Assis sur le canapé, il a la mine grave. J'ai l'impression qu'on lui a annoncé une mauvaise nouvelle. Est-ce Sophie ? Depuis qu'elle a décidé de se prendre en main, il lui arrive de se disputer avec ses camarades. Ça ne va jamais très loin, mais c'est suffisamment important pour que mon père soit contacté.
J'acquiesce en m'asseyant sur le canapé deux places, face à lui. J'avale péniblement ma salive. Bon, papa ce serait gentil de m'expliquer, je stresse moi !
— Tu as bien arrêté les cours, n'est-ce pas ?
Toute la tension retombe d'un seul coup et je ris presque de son inquiétude. Il n'a toujours pas abandonné au sujet de Mike.
— Oui, depuis décembre tu sais.
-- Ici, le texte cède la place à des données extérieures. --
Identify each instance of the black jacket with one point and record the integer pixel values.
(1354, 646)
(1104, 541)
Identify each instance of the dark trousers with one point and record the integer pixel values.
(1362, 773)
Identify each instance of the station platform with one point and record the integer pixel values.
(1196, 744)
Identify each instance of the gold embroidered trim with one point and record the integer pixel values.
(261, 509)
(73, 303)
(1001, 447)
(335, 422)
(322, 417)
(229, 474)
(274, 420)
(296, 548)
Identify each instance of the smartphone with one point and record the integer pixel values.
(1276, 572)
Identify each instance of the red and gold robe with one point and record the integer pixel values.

Et tu sais aussi qu'Aurélia est mon amie, il est donc normal que je vois de temps en temps son frère.
— Elle n'était pas là, il y a un instant.
Je soupire, pose mes coudes sur mes genoux et ma tête dans mes mains.
— D'accord, point pour toi. Mais Mike et moi, on n'est pas vraiment ami ni davantage. On s'apprécie et on se voit de temps en temps, quand je suis avec Aurélia. Mais lui et moi, ça ne va pas plus loin.
Il arque un sourcil, l'air de me dire « Ouais, t'es sûre de ça ? ». En réponse, je soupire et me laisse tomber sur le dossier. J'ai l'impression qu'il n'abandonnera jamais.
— Vous discutiez de quoi ?
Je lui lance un coussin, parce que son air sérieux et annonceur de catastrophe ne correspond pas à la situation. Il n'y a pas mort d'hommes !
— De mon choix d'aller en psycho et du sien d'être instituteur. Rien de palpitant. Pourquoi tu refuses de m'accorder du crédit ?
— J'ai été jeune moi aussi.
— Il y a trente ans ? ris-je.
Il en profite pour me renvoyer mon cadeau précédent.
— Tu veux peut-être devenir psychologue pour enfant, mais en attendant, tu n'y comprends rien aux garçons, ma fille.
Enfin il se détend !
— Je te l'accorde ! Je ne comprends rien à leur logique immature.
Je repense à Zack et Raphaël, puis à Léo et grimace. Tout m'échappe royalement !
— Mais puisque tu m'épies dans l'ombre, tu vas pouvoir m'éclairer ! Je t'écoute.
Mon père toussote en prenant soin d'éviter de fixer ses yeux sur moi.
— Ce Mike là, il ne te regarde pas comme une amie.
— Je sais, il me l'a dit.
Les gros yeux de mon paternel me font comprendre qu'il n'a pas la même pensée que moi.
— Je veux dire, avant. On a mis les choses au clair, on est que des connaissances qui s'apprécient.
Il se râcle la gorge. Quoi ? j'ai raté quelque chose ?
— J'ai mal interprété ?
— Tu en vois beaucoup des jeunes qui se disent clairement être des connaissances qui s'apprécient ?
J'ouvre la bouche, la referme.
— Eh bien, non, dis-je finalement. Mais je ne côtoie pas non plus la terre entière et je ne vois pas ce qui est étrange dans le fait d'en parler. C'est bien, non ?
Mon père se frappe le front, tandis que je me dis que nous sommes spéciaux.
— Tu ne vois pas le signal qu'il t'envoie en grand ?
Le seul signal que j'aperçois, c'est celui de Léo et ce n'est pas vraiment positif.
— Je n'aime pas les signaux, ils sont trop difficiles à déchiffrer, grimacé-je.
— Ce Mike là, il veut plus que de l'amitié. J'ai un bon pif sur ce genre de choses.
Je ris avant de décréter aller à ma chambre. Je ne suis pas tout à fait prête à y penser sérieusement. Mon problème numéro un, c'est Léo et le journal que j'ai écrit, il y a douze mois de cela. Je ne sais même pas pourquoi je ne l'ai pas brûlé, comme prévu.